Stored under reporter_<case_id>; pseudonymise if data contains personal identifiers.

Firmware / software version + SHA-256 hash

To verify exactly which version is affected — necessary for repeatability and patch verification.

Label: firmwarehash_<device>_<version>_<sha256>. In evidence repository with restricted access.

Baseline capture (network / serial / other relevant telemetry)

Provides reference state baseline; essential for determining abnormal behaviour.

Label: baseline_<case_id>_<timestamp>. Stored in write-once storage.

Trigger / proof capture (PCAPs, serial logs, etc.)

Shows the behaviour that constitutes the vulnerability. Needed for vendor / regulator.

Label: trigger_<case_id>_<event>_<timestamp>. Keep raw and decoded forms.

Console / serial debug logs

May show internal error messages, crashing routines, or resource exhaustion. Helps to distinguish DoS vs full compromise.

Label: serialconsole_<case_id>_<timestamp>. Secure storage.

Change logs / status updates

To show what steps CNA took: vendor contact, mitigation tracking; this is part of auditability.

Label: status_<case_id>_<step>_<timestamp>. Logged in case history.

Vendor / researcher correspondence logs

Required to prove communication and coordination — often requested by CSIRTs/regulators.

Label: comm_vendor_<case_id>_<timestamp>. Secure, access-controlled storage.

Patch / mitigation evidence

To demonstrate that the vulnerability has been addressed under your test conditions.
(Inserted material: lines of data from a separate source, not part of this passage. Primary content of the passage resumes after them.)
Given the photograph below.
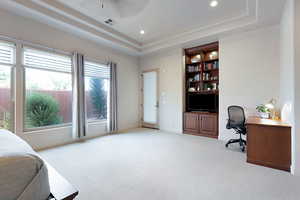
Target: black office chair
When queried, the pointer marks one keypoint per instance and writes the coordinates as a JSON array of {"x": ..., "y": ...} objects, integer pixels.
[{"x": 236, "y": 122}]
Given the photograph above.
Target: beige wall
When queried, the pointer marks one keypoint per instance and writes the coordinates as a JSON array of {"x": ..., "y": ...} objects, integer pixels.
[
  {"x": 297, "y": 86},
  {"x": 128, "y": 73},
  {"x": 287, "y": 68},
  {"x": 249, "y": 72}
]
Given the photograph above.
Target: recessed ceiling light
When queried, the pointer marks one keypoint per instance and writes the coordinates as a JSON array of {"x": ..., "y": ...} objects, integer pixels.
[{"x": 214, "y": 3}]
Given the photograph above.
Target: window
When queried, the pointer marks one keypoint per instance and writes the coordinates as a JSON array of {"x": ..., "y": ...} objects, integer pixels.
[
  {"x": 96, "y": 90},
  {"x": 48, "y": 89},
  {"x": 7, "y": 63}
]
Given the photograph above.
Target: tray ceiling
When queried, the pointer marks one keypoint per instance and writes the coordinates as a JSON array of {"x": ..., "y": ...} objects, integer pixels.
[{"x": 165, "y": 22}]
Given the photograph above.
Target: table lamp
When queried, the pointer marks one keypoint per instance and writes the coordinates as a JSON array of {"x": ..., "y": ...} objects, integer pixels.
[{"x": 271, "y": 106}]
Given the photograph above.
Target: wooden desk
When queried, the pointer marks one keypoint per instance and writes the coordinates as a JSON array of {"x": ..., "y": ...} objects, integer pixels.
[{"x": 269, "y": 143}]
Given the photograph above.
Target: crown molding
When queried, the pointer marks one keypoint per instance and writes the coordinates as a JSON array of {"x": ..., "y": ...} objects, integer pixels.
[
  {"x": 95, "y": 30},
  {"x": 249, "y": 17}
]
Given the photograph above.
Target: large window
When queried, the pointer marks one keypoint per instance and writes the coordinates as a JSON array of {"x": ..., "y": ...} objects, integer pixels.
[
  {"x": 96, "y": 90},
  {"x": 7, "y": 62},
  {"x": 48, "y": 89}
]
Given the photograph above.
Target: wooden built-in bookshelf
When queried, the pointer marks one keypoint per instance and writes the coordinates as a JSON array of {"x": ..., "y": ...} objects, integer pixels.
[{"x": 202, "y": 90}]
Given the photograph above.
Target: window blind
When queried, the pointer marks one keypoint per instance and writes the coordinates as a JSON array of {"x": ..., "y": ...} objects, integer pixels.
[
  {"x": 7, "y": 53},
  {"x": 49, "y": 61},
  {"x": 92, "y": 69}
]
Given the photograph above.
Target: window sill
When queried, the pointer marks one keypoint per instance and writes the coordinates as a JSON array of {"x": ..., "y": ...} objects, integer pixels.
[
  {"x": 103, "y": 121},
  {"x": 45, "y": 128}
]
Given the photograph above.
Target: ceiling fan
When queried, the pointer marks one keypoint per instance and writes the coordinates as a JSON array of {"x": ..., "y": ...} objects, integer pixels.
[{"x": 125, "y": 8}]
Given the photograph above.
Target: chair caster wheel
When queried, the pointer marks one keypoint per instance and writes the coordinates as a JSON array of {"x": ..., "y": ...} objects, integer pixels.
[{"x": 243, "y": 149}]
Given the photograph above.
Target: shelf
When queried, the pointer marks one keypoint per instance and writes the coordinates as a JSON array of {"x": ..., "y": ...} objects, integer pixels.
[
  {"x": 196, "y": 72},
  {"x": 211, "y": 81},
  {"x": 213, "y": 60},
  {"x": 196, "y": 63},
  {"x": 211, "y": 70},
  {"x": 205, "y": 92}
]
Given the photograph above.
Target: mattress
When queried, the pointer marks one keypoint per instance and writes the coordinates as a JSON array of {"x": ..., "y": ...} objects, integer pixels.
[{"x": 23, "y": 174}]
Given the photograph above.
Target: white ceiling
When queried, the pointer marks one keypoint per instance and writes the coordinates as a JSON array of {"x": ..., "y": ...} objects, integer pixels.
[
  {"x": 166, "y": 22},
  {"x": 160, "y": 18}
]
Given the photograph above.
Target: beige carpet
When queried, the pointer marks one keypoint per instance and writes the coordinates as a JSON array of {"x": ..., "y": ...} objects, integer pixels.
[{"x": 152, "y": 165}]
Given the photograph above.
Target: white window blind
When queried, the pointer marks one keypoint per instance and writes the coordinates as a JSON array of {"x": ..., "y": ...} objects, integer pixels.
[
  {"x": 49, "y": 61},
  {"x": 7, "y": 53},
  {"x": 92, "y": 69}
]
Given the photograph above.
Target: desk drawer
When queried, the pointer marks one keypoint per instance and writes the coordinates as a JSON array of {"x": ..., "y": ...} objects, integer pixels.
[{"x": 269, "y": 146}]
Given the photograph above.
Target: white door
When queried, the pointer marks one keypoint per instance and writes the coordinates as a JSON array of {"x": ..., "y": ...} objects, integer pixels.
[{"x": 150, "y": 99}]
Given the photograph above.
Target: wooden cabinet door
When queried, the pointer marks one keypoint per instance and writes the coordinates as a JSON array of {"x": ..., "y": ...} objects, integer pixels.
[
  {"x": 191, "y": 123},
  {"x": 208, "y": 124}
]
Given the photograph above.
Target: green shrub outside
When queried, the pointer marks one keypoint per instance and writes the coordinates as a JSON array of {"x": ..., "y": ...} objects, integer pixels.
[
  {"x": 42, "y": 110},
  {"x": 99, "y": 97}
]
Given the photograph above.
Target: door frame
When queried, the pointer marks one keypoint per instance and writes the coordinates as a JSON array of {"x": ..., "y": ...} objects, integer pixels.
[{"x": 144, "y": 124}]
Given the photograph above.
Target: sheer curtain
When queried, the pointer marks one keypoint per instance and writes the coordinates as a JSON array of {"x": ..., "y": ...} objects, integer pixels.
[
  {"x": 79, "y": 109},
  {"x": 113, "y": 100}
]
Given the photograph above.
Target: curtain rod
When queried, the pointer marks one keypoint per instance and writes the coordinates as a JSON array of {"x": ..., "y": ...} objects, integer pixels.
[
  {"x": 42, "y": 47},
  {"x": 34, "y": 45}
]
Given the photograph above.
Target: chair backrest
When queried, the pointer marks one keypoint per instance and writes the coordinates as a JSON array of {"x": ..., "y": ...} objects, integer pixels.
[{"x": 236, "y": 116}]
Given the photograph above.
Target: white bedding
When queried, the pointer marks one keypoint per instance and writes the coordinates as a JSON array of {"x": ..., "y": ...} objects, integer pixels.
[{"x": 23, "y": 175}]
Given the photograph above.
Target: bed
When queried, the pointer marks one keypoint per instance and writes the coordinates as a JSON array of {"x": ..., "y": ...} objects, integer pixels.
[{"x": 23, "y": 174}]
Essential for closing case.

Label: patchtest_<case_id>_pre_post_<timestamp>. Include firmware version, captured behaviour pre- and post- mitigation.
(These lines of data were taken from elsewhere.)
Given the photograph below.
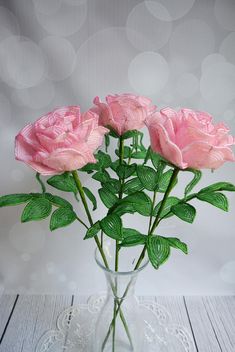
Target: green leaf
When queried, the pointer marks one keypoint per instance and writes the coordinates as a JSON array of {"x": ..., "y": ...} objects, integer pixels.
[
  {"x": 155, "y": 158},
  {"x": 91, "y": 197},
  {"x": 14, "y": 199},
  {"x": 125, "y": 171},
  {"x": 101, "y": 176},
  {"x": 93, "y": 230},
  {"x": 158, "y": 250},
  {"x": 139, "y": 155},
  {"x": 107, "y": 142},
  {"x": 58, "y": 201},
  {"x": 36, "y": 209},
  {"x": 112, "y": 226},
  {"x": 132, "y": 238},
  {"x": 147, "y": 176},
  {"x": 166, "y": 211},
  {"x": 112, "y": 186},
  {"x": 217, "y": 199},
  {"x": 112, "y": 133},
  {"x": 123, "y": 208},
  {"x": 64, "y": 182},
  {"x": 104, "y": 160},
  {"x": 194, "y": 182},
  {"x": 130, "y": 134},
  {"x": 126, "y": 152},
  {"x": 219, "y": 186},
  {"x": 132, "y": 186},
  {"x": 184, "y": 211},
  {"x": 165, "y": 180},
  {"x": 140, "y": 202},
  {"x": 176, "y": 243},
  {"x": 62, "y": 217},
  {"x": 90, "y": 167},
  {"x": 115, "y": 165},
  {"x": 108, "y": 198},
  {"x": 147, "y": 156}
]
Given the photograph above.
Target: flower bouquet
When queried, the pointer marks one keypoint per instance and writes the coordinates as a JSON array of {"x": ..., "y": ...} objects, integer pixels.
[{"x": 140, "y": 180}]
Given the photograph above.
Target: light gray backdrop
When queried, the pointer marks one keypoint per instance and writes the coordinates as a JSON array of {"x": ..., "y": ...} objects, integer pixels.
[{"x": 60, "y": 52}]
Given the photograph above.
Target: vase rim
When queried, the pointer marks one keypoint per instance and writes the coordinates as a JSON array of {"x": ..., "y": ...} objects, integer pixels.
[{"x": 110, "y": 271}]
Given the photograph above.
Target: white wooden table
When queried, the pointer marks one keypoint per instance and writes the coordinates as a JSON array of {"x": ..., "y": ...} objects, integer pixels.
[{"x": 209, "y": 319}]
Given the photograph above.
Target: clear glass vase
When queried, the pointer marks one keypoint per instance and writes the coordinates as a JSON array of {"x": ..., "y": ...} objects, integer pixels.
[{"x": 119, "y": 327}]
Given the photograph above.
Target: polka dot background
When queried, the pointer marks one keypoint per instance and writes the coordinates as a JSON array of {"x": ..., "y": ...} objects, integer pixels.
[{"x": 61, "y": 52}]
Chain-of-custody statement

NIS2 & ENISA expect evidence to be handled in a traceable manner; who handled what, when.

Label: custody_<case_id>_<timestamp>. Signed or logged.

Aim to have the minimal evidence packet assembled within 72 hours of initial report if required under NIS2 (depending on national implementation). Failing that, at least confirm which items are pending, and timeline for completion.